The Father is the origin and cause of the Godhead [this is where my head swims, where we say that the Father 'caused' the other Persons of the Godhead, but that he did not 'make' or 'create' them...]. The 'hawk' Orthodox view says that to see Jesus as a mutual cause of the Holy Spirit is heresy as it imbalances the Trinity, leading either to ditheism or semi-Sabellianism (i.e., modalism). Under this imbalance, either there were two separate 'causes' of the Holy Spirit (leading to ditheism), or the persons of Father and Son are dangerously blurred when acting together as one 'cause'. This latter view, by confusing the Persons, destroys their uniqueness and hampers the 'monarchy' role that is ascribable to the Father alone.

Therefore, in the West the principle of unity within the Godhead flows from their shared essence and not from the person of the Father. The West has come to understand the persons of the Godhead not in terms of their personal characteristics, but in terms of the relationships within. This makes God remote and abstract, not the personal God of Abraham, Isaac, and Jacob. As the West wrongly stressed unity over diversity in its characterization of the Godhead, so it came to wrongly stress unity over diversity in its view of the Church.

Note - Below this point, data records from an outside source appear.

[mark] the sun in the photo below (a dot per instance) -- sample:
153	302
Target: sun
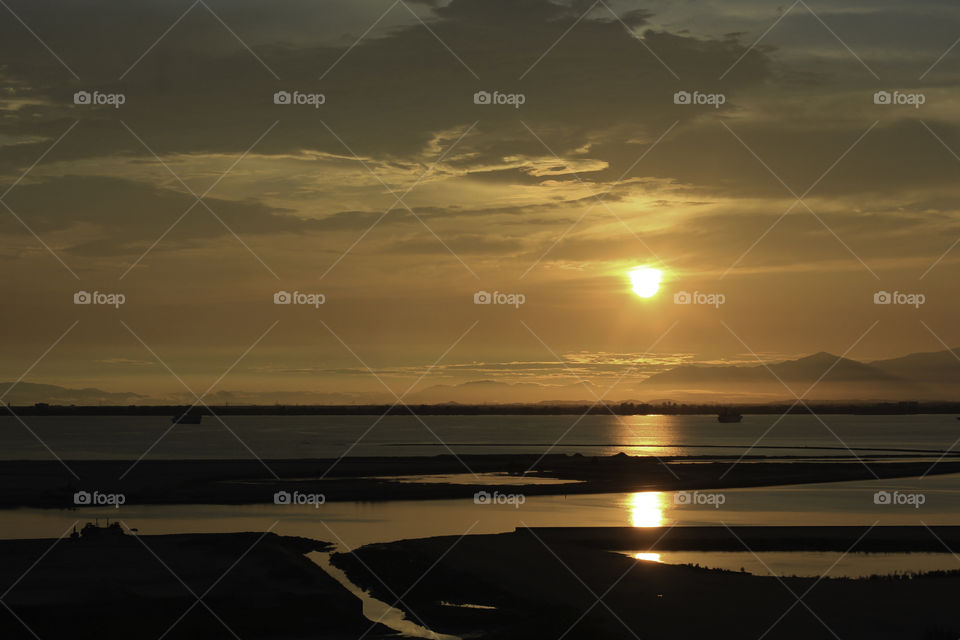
645	281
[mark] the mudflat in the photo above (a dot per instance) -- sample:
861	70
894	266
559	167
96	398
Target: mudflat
48	484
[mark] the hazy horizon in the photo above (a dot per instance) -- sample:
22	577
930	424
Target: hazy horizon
396	192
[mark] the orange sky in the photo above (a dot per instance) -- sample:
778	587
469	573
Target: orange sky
400	196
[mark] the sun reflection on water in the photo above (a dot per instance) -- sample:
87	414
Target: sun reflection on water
646	509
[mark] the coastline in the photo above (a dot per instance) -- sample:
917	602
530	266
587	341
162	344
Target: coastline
47	484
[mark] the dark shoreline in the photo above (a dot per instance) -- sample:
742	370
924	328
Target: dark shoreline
252	585
48	484
574	583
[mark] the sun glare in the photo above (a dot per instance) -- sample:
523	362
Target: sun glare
645	281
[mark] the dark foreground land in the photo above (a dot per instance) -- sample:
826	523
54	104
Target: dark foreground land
556	583
48	483
252	586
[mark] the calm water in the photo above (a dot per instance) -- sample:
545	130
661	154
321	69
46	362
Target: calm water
351	524
832	564
333	436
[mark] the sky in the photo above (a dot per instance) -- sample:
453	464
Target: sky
788	189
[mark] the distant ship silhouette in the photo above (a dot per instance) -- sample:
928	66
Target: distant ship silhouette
729	415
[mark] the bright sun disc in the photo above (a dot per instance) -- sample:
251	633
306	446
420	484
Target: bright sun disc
645	281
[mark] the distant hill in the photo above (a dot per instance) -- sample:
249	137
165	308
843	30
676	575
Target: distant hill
934	366
933	375
30	392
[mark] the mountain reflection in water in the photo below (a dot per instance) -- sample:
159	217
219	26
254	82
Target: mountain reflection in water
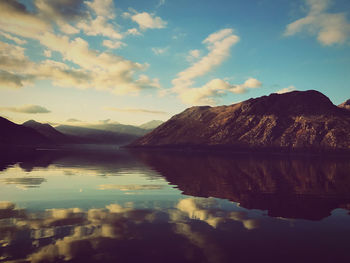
118	219
292	188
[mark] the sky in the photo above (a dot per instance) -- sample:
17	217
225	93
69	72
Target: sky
133	61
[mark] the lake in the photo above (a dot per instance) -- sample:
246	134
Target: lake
111	205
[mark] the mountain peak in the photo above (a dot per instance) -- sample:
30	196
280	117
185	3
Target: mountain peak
345	105
309	102
289	121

Ware is careful to cabin how far this 'hawk' view should be taken, and he optimistically describes the 'dove' view, a view which holds much greater ecumenical hope. The 'doves' say that a critique of the Western doctrine is only effective when pushing Western views to the extreme. They note that if Orthodox views are likewise taken to the extreme, they could be seen as leading to Tritheism.

My thoughts? I must admit that the notion of eternal procession was foreign to me. I understood the filioque dispute to be about the transmission of the Holy Spirit to the created order, and, in that light, did not understand Orthodox objections to the Western view. I better understand their sensitivity now. However, my 'tritheism' feathers were ruffled as I read through this description of Orthodox teaching. It is hard to digest their sharp distinction between the Son and the Holy Spirit, and indeed between the Son and the Father.

I was also surprised by how hurriedly my Protestant views grabbed for the lifelines of Catholic theology. Especially in light of trinitarian doctrine, Protestantism is truly Western; our stomach is filled with Western tradition before we even come to the table of the Holy Scriptures to feed on the Word.

Finally, this is truly, absolutely, and certainly an issue of far greater complexity and importance than a layman can deduce from his reading of Scriptures. If I had to write a dissertation on the Trinity with nothing for source material but my Bible, what would my conclusion look like? I would not even come close to the refined nature of the East/West dispute. This is an issue for the Church to settle, and not for the individual.